Je suis développeur depuis plus de 15 ans. Je conçois des produits complets — apps mobiles, backends scalables, intégration IA — avec une vraie vision produit. Identifier un problème, structurer une solution, la développer et la lancer. Me résumer à "celui qui fait des sites" contrastait trop avec ce que je sais réellement faire.

J'ai essayé de diversifier : ads, contenu LinkedIn, page pro, blog. Sans résultat concret. Je n'arrivais pas à vendre ce positionnement parce qu'au fond, je n'y croyais pas moi-même.

Les sites vitrines sont une commodité. Le marché récompense celui qui les fait le moins cher. Et moi, je voulais être reconnu pour mes compétences.

Le pivot

Quand j'ai créé Jungle Labs mi-2023, je me suis d'abord positionné comme agence web — c'était ce que je connaissais. Fin 2024, j'ai fait le pivot vers studio de développement et produits proprio.

Avant : des sites à moins de 1 000€ pour des clients qui ne comprenaient pas la valeur technique.

Maintenant : Inner Gallery (app iOS privacy-first), Coachy (tracking musculation avec IA), et des missions techniques haut de gamme en freelance.

La différence ? Chaque jour j'apprends quelque chose. Sécurité et chiffrement pour Inner Gallery, Event Sourcing et IA pour Coachy. Des problèmes qui me stimulent.

Ce que j'en retiens

Les sites vitrines ne sont pas morts. Des agences spécialisées Shopify ou des studios Webflow premium s'en sortent très bien — mais avec des budgets >10k€ et des clients B2B matures.

Le bouche-à-oreille a ses limites.

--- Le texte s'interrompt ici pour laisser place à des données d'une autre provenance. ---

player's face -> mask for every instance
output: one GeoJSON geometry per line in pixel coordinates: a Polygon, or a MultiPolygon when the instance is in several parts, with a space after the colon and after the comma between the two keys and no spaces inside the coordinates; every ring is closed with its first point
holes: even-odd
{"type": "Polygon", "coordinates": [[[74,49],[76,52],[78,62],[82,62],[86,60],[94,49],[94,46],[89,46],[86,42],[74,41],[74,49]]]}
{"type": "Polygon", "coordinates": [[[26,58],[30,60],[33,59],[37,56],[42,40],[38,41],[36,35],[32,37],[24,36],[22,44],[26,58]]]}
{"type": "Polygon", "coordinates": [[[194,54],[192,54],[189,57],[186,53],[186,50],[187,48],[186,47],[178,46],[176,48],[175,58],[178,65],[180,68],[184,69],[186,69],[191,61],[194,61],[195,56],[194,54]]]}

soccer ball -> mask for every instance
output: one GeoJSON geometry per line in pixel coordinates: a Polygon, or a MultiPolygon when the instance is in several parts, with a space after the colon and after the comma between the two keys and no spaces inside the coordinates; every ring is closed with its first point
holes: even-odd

C'est un excellent canal pour démarrer, mais il attire un profil de client homogène. Si ton réseau n'est pas dans le segment premium, tu restes coincé en bas du marché.

Les outils ne font pas le business. Framer et Webflow sont excellents. Le problème n'a jamais été technique — c'était le modèle économique.

Se positionner sur ce qu'on sait faire ≠ se positionner sur ce qui se vend. Les sites web c'était ma première compétence, mais ça ne voulait pas dire que c'était le bon business.

Si tu débutes en freelance et que les sites vitrines sont ton premier réflexe : fais-le, c'est formateur. Mais garde les yeux ouverts sur les marges réelles et le type de clients que tu attires. Si tu sens que tu vaux plus que ce que le marché te paye, c'est probablement le signe qu'il faut changer de marché.